New revelations about the U.S. government’s spying program have revealed that the government may have been spying on the telephone data of tens of millions of Americans for nearly a decade prior to 9/11.
Documents leaked by Edward Snowden gave Americans their first glimpse of the massive NSA spying program. The programs were vigorously defended by government officials, citing 9/11 as the reason the programs needed to be continued. Americans heard public officials maintain that we needed the spying program to “connect the dots” and prevent future attacks. Yet an archive story at Bloomberg indicates that the NSA approached AT&T to help set up a domestic telephone surveillance program seven months before September 11, 2001.
The two agencies at the center of the controversy were the NSA and DEA and may have been in place as far back as 1992. A recent USA Today story indicates that the Justice Department and DEA tracked the international calls of tens of millions of Americans to nearly 116 countries around the world. These were not all faraway and exotic countries known for their involvement in drug trafficking but included Canada, Mexico, Europe and virtually all of South America.
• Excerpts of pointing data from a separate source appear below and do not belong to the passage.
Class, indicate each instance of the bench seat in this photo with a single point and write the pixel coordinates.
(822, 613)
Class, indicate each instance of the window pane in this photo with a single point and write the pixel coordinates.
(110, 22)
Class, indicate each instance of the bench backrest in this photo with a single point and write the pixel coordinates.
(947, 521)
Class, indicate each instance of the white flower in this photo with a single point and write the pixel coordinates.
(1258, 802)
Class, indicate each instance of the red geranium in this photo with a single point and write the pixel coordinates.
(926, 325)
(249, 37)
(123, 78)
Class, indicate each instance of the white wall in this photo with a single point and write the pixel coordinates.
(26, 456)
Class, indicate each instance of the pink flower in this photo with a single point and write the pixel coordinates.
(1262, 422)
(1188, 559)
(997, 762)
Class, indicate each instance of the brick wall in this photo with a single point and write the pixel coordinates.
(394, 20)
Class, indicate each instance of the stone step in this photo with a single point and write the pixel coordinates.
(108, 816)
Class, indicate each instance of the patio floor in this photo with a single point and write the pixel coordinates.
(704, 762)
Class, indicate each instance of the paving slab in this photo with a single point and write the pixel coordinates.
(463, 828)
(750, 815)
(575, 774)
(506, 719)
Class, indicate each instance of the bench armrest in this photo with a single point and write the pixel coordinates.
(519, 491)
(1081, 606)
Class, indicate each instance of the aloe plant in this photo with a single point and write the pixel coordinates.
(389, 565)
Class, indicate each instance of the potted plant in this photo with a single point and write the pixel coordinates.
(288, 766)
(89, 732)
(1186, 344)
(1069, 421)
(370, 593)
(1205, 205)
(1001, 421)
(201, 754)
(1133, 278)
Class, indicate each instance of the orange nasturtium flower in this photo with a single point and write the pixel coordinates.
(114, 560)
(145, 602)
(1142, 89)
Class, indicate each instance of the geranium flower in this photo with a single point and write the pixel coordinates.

The Justice Department admitted the DEA had been collecting the telephone data of millions of Americans but the sheer scope of the program has only recently come to light. While the agency was not listening in on all phone calls they were tracking what’s called the metadata, information about the time, date, number dialed and length of the conversation. The DEA program, since discontinued, served as the model for the broader program implemented after 9/11. Details of the DEA program indicate that the agency gathered records without court approval, searched them more in a single day than the surveillance court authorizes in a year and automatically correlated the data with thousands of investigative reports.
Rand Paul kicked off his presidential bid by suggesting that the phone records of law-abiding Americans should be off limits, a point that drew thunderous applause from the audience. Paul, a favorite of the Libertarian leaning electorate, vowed to end unconstitutional NSA spying on day one. Holding up his own phone, Paul declared, “The phone records of law-abiding citizens are none of their damn business.” It’s a message that seems to resonate with many on both sides of the political aisle. In spite of strong opposition by the public, the spying program, in one form or another, has been approved by four different presidential administrations.
What Americans should be asking themselves is if the spying prior to 9/11 didn’t help officials connect the dots, why should we believe it’s going to work now? All the spying did nothing to stop a pair of foreign nationals from setting off bombs at the Boston Marathon and Americans are right to question the utility of the program which is not only invading the privacy of millions of Americans but is collectively costing us billions of dollars.
Most people would be tempted to trade a little of their privacy if it meant getting greater security in exchange. The recent revelations about the government’s domestic phone spying would lead reasonable people to question whether all the spying is making us any safer. The question our elected officials should be asking is if spying on the phone calls of average Americans is not working, then why are we still doing it?